Winter storm dumps a pile of road hazards across center of the country

| 12/23/2004

Most folks want a White Christmas. But for OOIDA member Gary Dale of Seymour, MO, there was a little more white Thursday morning than he was hoping for.

Dale was one of the many drivers who were immobilized by a massive winter storm that hit the center of the nation. His truck, along with numerous other vehicles, was trapped on Interstate 64 in Indiana.

The Weather Channel reported that a huge swath of the Midwest was hit by the storm Wednesday night and Thursday morning, leaving more than 2 feet of snow in some areas, as well as ice on the roads and subarctic cold.

For Dale and other truckers trying to finish runs by Christmas Day, it became a paralyzing force, freezing them into place for an interminable period of time – in Dale’s case, 16 hours.

But after all that waiting, it wasn’t Indiana state snowplows that came to Dale’s rescue. It was a band of local farmers, who bladed the road with their tractors till it was passable.

Once they were able to move, the vehicles headed to Poseyville, IN, a small town in the far southwestern corner of the state, northwest of Evansville. Firefighters from the town had come out to make sure that the truck drivers and motorists were OK, and once they made it to town, an officer opened a local school to provide shelter and a place to get something to eat.

“The state of Indiana was not supporting them one bit; they were out there on their own,” Dale said. “That whole city of Poseyville went out of their way to come out there and make sure that everyone is OK.”

Dale said that long after the farmers were through, state plows finally showed up.

All the vehicles were able to make it to Exit 12, where state officials turned them around and sent them back the other direction, and hopefully out of the reach of the storm. Dale’s company told him to head home with his load so delivery could be scheduled later.

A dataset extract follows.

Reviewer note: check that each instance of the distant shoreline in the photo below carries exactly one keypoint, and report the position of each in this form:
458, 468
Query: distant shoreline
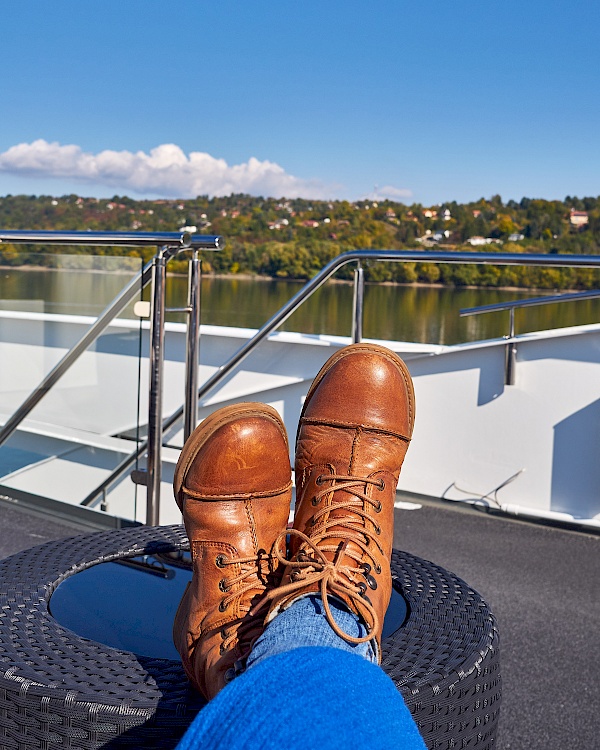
260, 278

Dale said he won’t get paid for the extra miles, “but I get to go home – I’m not complaining.”

The storm was accompanied by gusty winds that have caused significant drifts. In the Great Lakes area, that wind is generating more of the region’s much-feared “lake effect” snow. The storm affected the Ohio Valley, southeastern Missouri, southern Indiana, northern Kentucky and much of Ohio.

Indiana officials, who reportedly closed 30 miles of I-64, were not alone in blocking access to portions of the interstate system, leaving vehicles stranded as even more snow came down. Kentucky also closed part of I-64, shutting down traffic in both directions west of Louisville. The Associated Press described the stretch of closed road in Indiana as a “frozen parking lot.”

The Indiana Department of Transportation said it put more than 1,000 snowplows on the road in attempt to get a handle on the situation – 59 in Marion County alone. Some highways were pretreated with salt brine before the storm began in an attempt to prevent as many problems as possible.

“Central Indiana could receive as much as a foot of snow by Thursday night,” Indiana DOT officials said in a news release Thursday, Dec. 23. “Southern Indiana could receive up to 18 inches of snow. With snow expected to continue throughout the day and winds expected to increase, motorists should be prepared for blowing and drifting snow.”

The Kentucky Transportation Cabinet listed a host of alerts regarding winter road conditions Thursday morning on its Web site, noting numerous accidents, including a six-car pileup and disabled semis blocking several roads. Snow and freezing rain were noted on Interstate 71, I-75, and on roads in a long list of counties that included Anderson, Mercer, Boone, Campbell, Kenton, Bullet, Hardin, Jefferson, Carroll, Gallatin, Grant, Owen, Pendleton, Franklin, Oldham, Shelby, Nelson and Spencer.

The Ohio DOT showed snow and ice on the road Thursday in more than half the state’s counties. More than a third reported severe snow and ice conditions, as well as drifting over the roadways.

Meanwhile, Dale said, I-64 is still shut down between Exit 12 and Exit 57 late Thursday afternoon. State patrol officials told him it could take one to three days to reopen the road.

Exit 12 is at Poseyville, and Exit 57, ironically, is just northwest of the town of Santa Claus, IN.